The study area covers Rize which is located between 40°20′ and 41°20′ N latitudes and 40° 22′ and 41° 28′ E longitudes in the Northeastern Black Sea Region in Turkey. The area includes about a half of the Province of Rize (the whole coastal part of Rize and the area that reaches by 30 km of distance to the inner part, starting from the coast). The study area is characterized by a high steep and rough terrain with a mountainous area of 78% and an altitude changing from 0 to 2000 m. It is on the Northeastern Black Sea Region in Turkey covering an area of 2700 km2 (Figure 1). Rugged terrain is dominant in the province because of mountains that start to increase from coastal part to the Black Sea. The flat areas are very few except from the exits of narrow valley regions where the rivers reach to the sea [11].
Between the years 1975 and 2000, the rainfall was observed between 1700-2700 mm and the average of annual rainfall was 2199.3 mm (average rainfall is 735 mm for Turkey). Figure 2 shows the mean annual rainfall in Rize between the years 1975 and 2000. The peak of rainfall amount is in October (301.3 mm), and the driest month is April (87.7mm). This region is the most rainfall area in Turkey. The coldest month is February (6,2 °C) and the hottest one is August(23 °C) in Rize. The mean of yearly temperatures, calculated based on a long period, is 14,1 °C [21].
Rize has a very rich hydrographic structure due to underground water resources. There are 25 rivers that are longer than 5 km in the boundaries of the Province of Rize. However only 16 of these rivers reach to the Black Sea and the rests are branch of one of those rivers.
Most of Rize province is covered by tea gardens and forest areas. The forest areas cover the most of the middle part of the whole province from east to west, while the tea gardens are mostly located in the coastal parts. Starting from 1917, tea plantation has been continuously increased up to present day [19].
Because of the geographical structure of the province, the residential areas are densely located throughout the coastal region and most of the populations live in that part of the province. Most of the population of the city lives in the residential areas which densely located throughout the coastal region.
On the other hand, since the suitable residential areas are inadequate, residences are scattered around in the inner parts of the province. While the population of Rize was 315.000 in 1970, it increased to 365.938 in 2000 [20]. Rize is one the geographical regions experiencing landslides and floods in Turkey. The essential reasons of landslides and floods occurred in the area are rain density, rough terrain, defrostration, improper reconstruction activities in the regions that are under the threat of natural disasters. Additionally, since the tea is one of the important agricultural products in Turkey and mainstay of people in the region, the tea agriculture has spread out and become prevalent in an unplanned and uncontrolled manner especially in forest areas by destroying forests.

3. Methods

3.1. Data

Landsat MSS and Landsat ETM+ (path 185, row 31) were used in this study. The Landsat ETM+ image (10 July 2000) was downloaded from USGS Earth Resources Observation Systems data centre and Landsat MSS image (09 July 1976) was provided by a commercial data provider. The dates of both images were chosen to be as closely as possible in the same vegetation season. 90 × 30 km of subset was used from these Landsat images. Landsat MSS has a 79 m and Landsat ETM+ 28.5 m spatial resolution. All visible and infrared bands (except the thermal infrared) were included in the analysis. Remote sensing image processing was performed using ERDAS Imagine 9.1.
Other materials used are aerial photos and standard topographic maps. The training sites and test sites maps, generated from aerial photo interpretation in 1973 and 2002, were digitized for the goal of creating a spatial database. Digital Elevation Model (DEM) was produced from the standard topographic maps with the scale of 1/25.000. DEM was created by using ArcGIS 9.2 GIS software. Slope and elevation maps were generated by using DEM. Pixel dimensions of this Slope Map are 50×50 m.
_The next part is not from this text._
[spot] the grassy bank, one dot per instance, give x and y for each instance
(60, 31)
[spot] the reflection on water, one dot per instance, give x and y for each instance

3.2. Remotely sensed imagery and pre-processing

Landsat 2000 image was geo-referenced (Universal Transverse Mercator-UTM, WGS84) to the map (topographic maps with the scale of 1/25.000 and produced by the General Directorate of Mapping), with an RMS error of less than 30 m by using nearest neighborhood resampling method. The Landsat 1976 image was then geo-referenced to the 2000 image (image to image registration), with an error of less than 80 m. The radiometric corrections and systematic errors were removed from the data set providers.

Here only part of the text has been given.